Sounds good. I wish I could meet someone like that.


----------



## Hallucinating Zebra (Jul 4, 2011)

...


----------



## Doriis (Jan 8, 2012)

*kiirby*- I do that too, talking just for the sake of talking, but because i feel pressurized in having to do so. 
I thought that SA made people unable to communicate properly, or to communicate at all? Which is not my case, i can talk but most of the time have no interest in doing it. Maybe you're right, it's possible to overcome this by finding someone interesting :/

*leave me alone*- Well if it was geographically possible, we could probably hang out! 

*Hallucinating Zebra*- Exactly! I'm trying my best to participate in conversations though 'cause people aren't generally comfortable around quiet people, but sometimes i just think it's nice to shut up.

Thanks for your feedback


----------



## Rossy (Jan 15, 2011)

Yeah I can be the same a lot of the time.


----------



## ShyGirl123 (Jan 10, 2012)

I rarely ever talk, and most of the time ignore my teachers when they say something to me....


----------



## DrMarianus (Dec 21, 2011)

The problem is that I can only engage in lenghty conversations about substantial matters: history, politics, society, etc. But these topics should be avoided.

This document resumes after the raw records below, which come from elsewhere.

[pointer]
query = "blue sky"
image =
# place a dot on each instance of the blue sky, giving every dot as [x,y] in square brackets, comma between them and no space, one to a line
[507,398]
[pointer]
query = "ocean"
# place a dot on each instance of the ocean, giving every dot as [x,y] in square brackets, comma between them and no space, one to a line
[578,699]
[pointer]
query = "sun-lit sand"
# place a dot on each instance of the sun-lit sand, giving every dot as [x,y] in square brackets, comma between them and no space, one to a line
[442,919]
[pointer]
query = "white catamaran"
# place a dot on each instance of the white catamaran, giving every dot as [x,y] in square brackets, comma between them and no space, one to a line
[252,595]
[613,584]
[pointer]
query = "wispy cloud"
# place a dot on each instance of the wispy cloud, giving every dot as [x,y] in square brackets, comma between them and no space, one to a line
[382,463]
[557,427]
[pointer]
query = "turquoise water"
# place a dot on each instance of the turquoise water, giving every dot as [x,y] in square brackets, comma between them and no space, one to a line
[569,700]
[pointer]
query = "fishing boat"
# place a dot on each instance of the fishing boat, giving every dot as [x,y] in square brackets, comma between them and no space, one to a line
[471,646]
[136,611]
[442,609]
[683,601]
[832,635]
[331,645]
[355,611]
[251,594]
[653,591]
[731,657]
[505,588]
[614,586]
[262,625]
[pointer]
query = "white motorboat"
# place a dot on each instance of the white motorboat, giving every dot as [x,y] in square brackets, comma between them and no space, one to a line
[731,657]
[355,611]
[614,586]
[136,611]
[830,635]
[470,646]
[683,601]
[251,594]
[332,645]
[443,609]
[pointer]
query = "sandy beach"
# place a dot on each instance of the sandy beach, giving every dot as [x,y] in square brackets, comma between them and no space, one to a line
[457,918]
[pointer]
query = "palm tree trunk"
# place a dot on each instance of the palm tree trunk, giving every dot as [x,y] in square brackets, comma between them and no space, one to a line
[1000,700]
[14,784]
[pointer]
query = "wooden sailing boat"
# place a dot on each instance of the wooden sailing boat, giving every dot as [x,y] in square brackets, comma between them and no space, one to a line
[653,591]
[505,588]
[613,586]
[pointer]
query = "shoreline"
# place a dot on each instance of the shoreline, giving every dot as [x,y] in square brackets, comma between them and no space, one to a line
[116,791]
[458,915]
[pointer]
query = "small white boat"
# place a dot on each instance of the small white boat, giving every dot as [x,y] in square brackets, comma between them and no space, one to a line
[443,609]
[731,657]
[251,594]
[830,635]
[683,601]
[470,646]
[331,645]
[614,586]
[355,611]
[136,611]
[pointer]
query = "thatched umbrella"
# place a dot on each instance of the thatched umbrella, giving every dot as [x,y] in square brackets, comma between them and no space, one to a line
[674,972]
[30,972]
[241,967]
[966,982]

I know plenty of people who will talk to me about these things, but I want to practice smalltalk. That is however something I'm completely incapable of.

I often fear that I'll never learn how to have fun.


----------



## Matomi (Sep 4, 2011)

I can relate to that.
I think it's mainly because i'm alone a lot of time.


----------



## meganmila (Jul 25, 2011)

I sometimes get that. Some days I don't want to talk or I will mumble stuff.


----------



## jon 29 uk (Sep 14, 2011)

i can relate too


----------



## jg43i9jghy0t4555 (Jul 31, 2011)

Doriis said:


> Hi  I may be wrong about it being a secondary disorder but does anyone overhere feel no particular desire to talk? I cultivate the dream of meeting a friend kind of 'alter ego' with whom silence wouldn't be uncomfortable, and with whom i could go to the movies, listen to music, hang out in a park or travel to different places... Anyone can relate?


Yes.... and you live near me. *brain goes into stalker like fantasy mode*

But seriously, I've dreamed about having a partner like that. So I'm not the only one..

I really just can't be bothered to talk most of the time. A friend who I don't really msn with anymore kept asking me to voice chat, I thought I was weird for not being able to. I mean, yeah I guess I am. I talk to myself and laugh in real life, but.. I've just not got used to it. Talking is actually exhausting. My voice will eventually go. Because I am actually a terminator



DrMarianus said:


> The problem is that I can only engage in lenghty conversations about substantial matters: history, politics, society, etc. But these topics should be avoided. I know plenty of people who will talk to me about these things


yeah
compounding the problem for me is I don't talk about myself, I just go and read stuff online or watch films, anime etc

http://en.wikipedia.org/wiki/Parasocial_interaction


----------



## PitaMe (Sep 3, 2008)

I feel like that a lot lately, but I think its because I'm a little depressed. When your depressed you can't make small talk about yourself because life isn't going the way you want it to go. So instead of talking about my issues I just nod and smile.


----------



## jg43i9jghy0t4555 (Jul 31, 2011)

oh also

I automatically sing along to Relient K songs because.. because the lyrics are clear, and they're good songs. yeah... I don't talk in real life apart from Relient K songs? true story

would be cool to spend time with someone like that. But what would you do. Because cinema etc are over-expensive and so on, and what if the second person gets bored of the film? I never thought it through. lol


----------



## Dennyno (Jan 9, 2012)

I developed something similar lately....


----------



## Lostinsilence (Sep 15, 2011)

I can soooo relate to that op, I dream of having a friend like that. Where we just understand on a deeper level that small talk is unnecessary and pointless for the most part. That would be the most ideal friend, no pressure and no expectations. One can only dream of that 'special person'.(YAY!! 100th post!!!)


----------



## bsd3355 (Nov 30, 2005)

I used to doubt my desire to speak to others at certain times, but now I am convinced it is out of lack of interest mainly...most the time i have no interest in talking to strangers without any connection of any personal interests of mine


----------



## Doriis (Jan 8, 2012)

Wow :') seeing these answers made my day, thank you guys!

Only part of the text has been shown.